Yesterday I stopped by Westercon for the quick whirlwind tour. It being Thursday, the programming was fairly light and I occasionally got the feeling that I was the only person there who wasn’t on a panel, but I’m working through one of the most bizarrely busy weeks ever so yesterday was my one chance to check it out.
I think what most surprised me was the dragon panel, which I went into as kind of placeholder since there wasn’t much else in the timeslot, but turned into a really interesting discussion of the philosophical and psychological role of dragons in human literature. Which, probably inevitably, led to the guy who claims that humans aren’t really Earth’s apex predator, because we got to the top of the food chain by “cheating.”
This idea keeps popping up, and it never makes any sense. The fallacy is pretty basic: You can’t cheat when there are no rules.
From an evolutionary standpoint, all that matters is that an animal survives long enough to reproduce. And every animal has its own survival tactic: Some are big, some are strong, some are fast, some taste bad, some are poisonous, some look like others that are poisonous, and humans are smart. Fairness doesn’t enter into it: Every species developed its particular set of traits because it worked for them, and humans’ ingenuity evolved just like every other animal’s skills. Unless you think that our awesome brain power is the result of divine intervention, which is a totally different discussion.
I think where this all comes from is the fact that humans are in the apparently unique position of being able to leave evolution behind. We’ve decided that applying concepts like survival of the fittest to human populations is morally reprehensible, and we have the medical technology to ensure that almost everyone can live to adulthood. And we can control our environment and even guide the evolution of other species in ways that nature would never have allowed.
This still doesn’t count ‘t as cheating, but it’s fair to say that we’ve changed the game. For the first time in the history of the world, we know that our environment is being actively influenced by an intelligent force — us — rather than an ice age or asteroid impact or tectonics or what have you. This means, on the one hand, that we as a species have an unprecedented amount of responsibility when it comes to dealing with the ecosystem, since we’re helping to create it instead of just living in it.

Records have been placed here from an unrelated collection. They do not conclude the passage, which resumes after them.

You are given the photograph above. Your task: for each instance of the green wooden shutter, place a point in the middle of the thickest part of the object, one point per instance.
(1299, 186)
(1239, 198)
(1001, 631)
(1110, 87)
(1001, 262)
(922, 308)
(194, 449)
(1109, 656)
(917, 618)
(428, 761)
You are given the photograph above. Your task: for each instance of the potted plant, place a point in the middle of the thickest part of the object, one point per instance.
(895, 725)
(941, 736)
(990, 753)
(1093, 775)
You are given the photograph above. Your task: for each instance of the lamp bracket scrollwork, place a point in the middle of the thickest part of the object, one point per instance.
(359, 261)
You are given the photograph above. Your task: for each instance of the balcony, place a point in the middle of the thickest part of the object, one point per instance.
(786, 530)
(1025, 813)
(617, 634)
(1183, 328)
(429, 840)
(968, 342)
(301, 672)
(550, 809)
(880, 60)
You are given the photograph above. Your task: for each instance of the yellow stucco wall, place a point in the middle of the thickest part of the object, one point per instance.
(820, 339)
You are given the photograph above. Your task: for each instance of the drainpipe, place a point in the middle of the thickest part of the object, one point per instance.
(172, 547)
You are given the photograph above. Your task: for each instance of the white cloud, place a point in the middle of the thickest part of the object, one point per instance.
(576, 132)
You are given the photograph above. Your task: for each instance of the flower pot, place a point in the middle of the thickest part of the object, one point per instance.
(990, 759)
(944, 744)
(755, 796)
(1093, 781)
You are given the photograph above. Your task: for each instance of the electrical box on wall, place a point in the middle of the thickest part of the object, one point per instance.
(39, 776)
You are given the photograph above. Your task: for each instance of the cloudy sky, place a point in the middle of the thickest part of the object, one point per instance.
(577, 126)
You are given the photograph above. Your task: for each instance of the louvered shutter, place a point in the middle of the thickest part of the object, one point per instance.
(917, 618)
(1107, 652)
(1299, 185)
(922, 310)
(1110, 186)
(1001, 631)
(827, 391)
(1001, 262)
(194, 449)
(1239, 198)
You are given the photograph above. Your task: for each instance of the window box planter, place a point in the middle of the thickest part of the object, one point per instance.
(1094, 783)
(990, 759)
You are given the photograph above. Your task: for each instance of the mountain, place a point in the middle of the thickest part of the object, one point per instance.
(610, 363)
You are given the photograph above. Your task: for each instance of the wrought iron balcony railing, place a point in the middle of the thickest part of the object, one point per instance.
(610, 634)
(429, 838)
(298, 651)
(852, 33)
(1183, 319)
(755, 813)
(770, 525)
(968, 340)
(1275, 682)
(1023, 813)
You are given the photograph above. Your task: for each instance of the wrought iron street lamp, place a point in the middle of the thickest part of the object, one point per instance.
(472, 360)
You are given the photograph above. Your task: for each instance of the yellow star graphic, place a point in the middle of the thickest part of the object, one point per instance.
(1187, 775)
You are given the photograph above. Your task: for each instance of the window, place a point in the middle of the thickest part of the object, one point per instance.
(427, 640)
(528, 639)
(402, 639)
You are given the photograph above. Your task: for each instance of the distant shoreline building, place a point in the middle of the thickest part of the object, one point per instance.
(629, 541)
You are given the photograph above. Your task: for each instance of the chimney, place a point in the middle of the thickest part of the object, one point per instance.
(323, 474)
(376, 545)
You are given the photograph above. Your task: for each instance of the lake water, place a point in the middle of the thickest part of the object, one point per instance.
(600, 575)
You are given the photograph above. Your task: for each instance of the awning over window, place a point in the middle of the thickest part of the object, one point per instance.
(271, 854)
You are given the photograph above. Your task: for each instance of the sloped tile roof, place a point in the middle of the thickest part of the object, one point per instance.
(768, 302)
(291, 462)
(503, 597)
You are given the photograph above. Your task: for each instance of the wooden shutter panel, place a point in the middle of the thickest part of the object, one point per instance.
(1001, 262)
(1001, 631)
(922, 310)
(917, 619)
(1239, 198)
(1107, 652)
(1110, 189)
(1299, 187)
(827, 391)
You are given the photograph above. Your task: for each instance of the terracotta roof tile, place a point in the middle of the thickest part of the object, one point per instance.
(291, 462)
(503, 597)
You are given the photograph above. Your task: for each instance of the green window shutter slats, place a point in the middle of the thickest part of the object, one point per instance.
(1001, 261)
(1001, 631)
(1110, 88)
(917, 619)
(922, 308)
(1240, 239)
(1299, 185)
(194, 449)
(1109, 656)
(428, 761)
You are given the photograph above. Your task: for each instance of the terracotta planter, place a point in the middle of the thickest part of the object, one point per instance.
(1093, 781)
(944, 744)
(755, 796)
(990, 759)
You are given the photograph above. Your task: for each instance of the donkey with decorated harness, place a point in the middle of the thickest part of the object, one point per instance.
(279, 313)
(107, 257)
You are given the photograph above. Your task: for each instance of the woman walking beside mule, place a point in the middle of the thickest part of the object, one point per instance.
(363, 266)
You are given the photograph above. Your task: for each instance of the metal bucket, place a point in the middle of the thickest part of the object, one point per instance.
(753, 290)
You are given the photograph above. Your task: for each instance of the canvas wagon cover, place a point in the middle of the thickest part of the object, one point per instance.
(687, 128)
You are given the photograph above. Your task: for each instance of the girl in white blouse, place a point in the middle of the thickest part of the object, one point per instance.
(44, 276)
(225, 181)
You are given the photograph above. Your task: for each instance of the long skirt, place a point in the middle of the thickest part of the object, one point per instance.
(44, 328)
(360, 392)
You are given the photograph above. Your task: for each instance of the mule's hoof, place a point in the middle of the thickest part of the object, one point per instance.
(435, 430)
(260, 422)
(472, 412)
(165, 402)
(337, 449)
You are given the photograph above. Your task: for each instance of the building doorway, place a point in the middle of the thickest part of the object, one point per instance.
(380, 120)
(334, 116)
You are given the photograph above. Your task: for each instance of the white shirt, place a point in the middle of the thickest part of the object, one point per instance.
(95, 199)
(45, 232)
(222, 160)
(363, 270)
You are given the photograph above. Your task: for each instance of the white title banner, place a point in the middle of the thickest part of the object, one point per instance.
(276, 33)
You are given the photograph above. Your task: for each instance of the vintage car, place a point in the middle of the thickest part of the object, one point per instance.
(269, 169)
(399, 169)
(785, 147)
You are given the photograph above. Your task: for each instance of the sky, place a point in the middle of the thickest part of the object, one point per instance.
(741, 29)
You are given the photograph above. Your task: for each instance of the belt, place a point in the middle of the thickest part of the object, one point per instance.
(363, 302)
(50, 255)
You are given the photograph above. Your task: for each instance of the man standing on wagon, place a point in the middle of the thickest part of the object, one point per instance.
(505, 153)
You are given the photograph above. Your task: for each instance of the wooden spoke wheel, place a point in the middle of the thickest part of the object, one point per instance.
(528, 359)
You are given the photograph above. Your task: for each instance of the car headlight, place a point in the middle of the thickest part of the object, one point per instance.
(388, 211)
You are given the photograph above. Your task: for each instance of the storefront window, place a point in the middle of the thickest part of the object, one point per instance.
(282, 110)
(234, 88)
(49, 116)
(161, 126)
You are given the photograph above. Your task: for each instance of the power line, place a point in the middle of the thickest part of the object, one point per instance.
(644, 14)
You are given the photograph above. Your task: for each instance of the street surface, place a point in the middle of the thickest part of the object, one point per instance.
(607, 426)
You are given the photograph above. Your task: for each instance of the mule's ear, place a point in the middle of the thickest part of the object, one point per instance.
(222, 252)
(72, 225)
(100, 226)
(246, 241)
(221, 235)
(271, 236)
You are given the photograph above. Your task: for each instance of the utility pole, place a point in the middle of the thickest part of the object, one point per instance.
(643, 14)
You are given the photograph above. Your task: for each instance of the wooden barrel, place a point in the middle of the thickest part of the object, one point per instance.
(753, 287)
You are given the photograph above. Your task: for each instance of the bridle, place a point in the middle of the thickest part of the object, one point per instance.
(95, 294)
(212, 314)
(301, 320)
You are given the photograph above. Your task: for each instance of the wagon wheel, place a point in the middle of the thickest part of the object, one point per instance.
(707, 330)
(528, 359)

On the other hand, you can overstate how much control humans have, too. Because nature hasn’t gone anywhere, and the radical changes we’re making to the environment are being reflected in some radical stuff coming back to bite us, from superbugs that resist antibiotics to hurricanes and tornadoes and droughts and giant wildfires.
The most interesting idea I took from the dragon panel is the idea that dragons are sort of a personification of nature’s ability to strike back, and that for all our knowledge and ability, the world isn’t just our playground. It’s a valuable idea to keep in mind, as long as you remember the context.